Компромиссы – неизбежное зло. Обе стороны остаются одинаково неудовлетворенными. И если Марин точно знал, что он принес в жертву, то машинист бизнес-тепловоза Толик не мог понять, в чем подвох. Почему после предпремьерного показа, куда созвано было множество гостей, вместо ожидаемой восторженной реакции в прессе слышны вздохи разочарования. Да, не было никакого потрясения. Но было красиво. Разве красота – это мало? И тут же отвечал себе: красота – почти ничто, если она не одухотворена искренним внутренним посылом. Если не напитана кровью творца.

– Залевский, где кровь? – вопрошал он в недоумении.

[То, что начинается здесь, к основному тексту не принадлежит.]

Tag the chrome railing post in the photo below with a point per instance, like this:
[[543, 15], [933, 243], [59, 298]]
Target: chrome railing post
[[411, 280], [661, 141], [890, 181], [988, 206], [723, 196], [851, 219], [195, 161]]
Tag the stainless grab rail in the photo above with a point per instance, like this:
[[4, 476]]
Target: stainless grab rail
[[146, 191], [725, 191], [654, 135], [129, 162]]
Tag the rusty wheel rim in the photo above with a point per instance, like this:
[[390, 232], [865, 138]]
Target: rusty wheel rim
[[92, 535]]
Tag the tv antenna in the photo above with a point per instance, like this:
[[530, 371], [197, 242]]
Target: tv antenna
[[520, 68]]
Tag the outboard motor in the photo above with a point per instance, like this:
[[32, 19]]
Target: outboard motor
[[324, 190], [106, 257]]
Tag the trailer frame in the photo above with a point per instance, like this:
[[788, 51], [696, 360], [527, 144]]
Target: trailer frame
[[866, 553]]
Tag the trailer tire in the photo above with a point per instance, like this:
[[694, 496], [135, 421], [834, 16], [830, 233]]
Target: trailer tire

– Застыла. Не сцеживается, – огрызался хореограф. – Ты хотел красиво, ты получил. Согласно калькуляции.

– Залевский, я знаю одного нереальной внутренней красоты мальчика. Так он сам зарабатывает.

– Он меня не интересует.

– А напрасно. Он устроил себе тур по городам и весям. Сам. С этой девочкой. И его обвиняют в недетской расчетливости. И знаешь, я тоже вижу, что в нем кроется взрослый прагматичный ум. И он понимает, что это – необходимость. А прикинь, был бы он сопливой размазней, побирался бы по спонсорам…

– Да, – охотно согласился Залевский, – он оказался расчетливей меня. Он не стал связываться со спонсорскими деньгами и теперь делает то, что считает нужным. А я струсил. Потому что театр, балетный спектакль большой труппы – это не только очень дорого. Это еще и большая ответственность перед людьми, которых я взял на работу!

– Ну, да, он-то может петь голым и босым… Только справедливости ради замечу, что аренда клуба тоже бабок стоит. Свет, звук, да и реклама…

– Хватит мне его в нос пихать! Я уже понял, что ты подсел. Так вот, держи себя в руках!

– А ты тогда не рассказывай мне, что я тебя нагнул. Сопротивляться надо было! А ты сломался. Я в твоем деле ни черта не понимаю, не знаю изнутри, не понимаю, как это получается, но мне важен результат! Мне нужно, чтобы о спектакле много и восторженно писали и говорили. И тогда будет иметь смысл упоминание корпорации, его профинансировавшей. В правильном контексте. А ты меня подставил. Ты мне ответь: на эти бабки можно было поставить что-нибудь фееричное?

– Конечно. Например, «Блудного отца» или «Польку-бабочку» в первой редакции. Зал безумствовал бы. Но тебе же надо, чтоб красиво и ровно?

Толик сопел обиженно.

– А на кой мне скандалы? Там же статья на статье.

– Мы можем поставить эти спектакли «на вывоз». Иностранный фидбэк тебя устроит? Отзывы в иностранной прессе?

– Всему свое время. Но сейчас мне надо внести посильный вклад в отечественную культуру.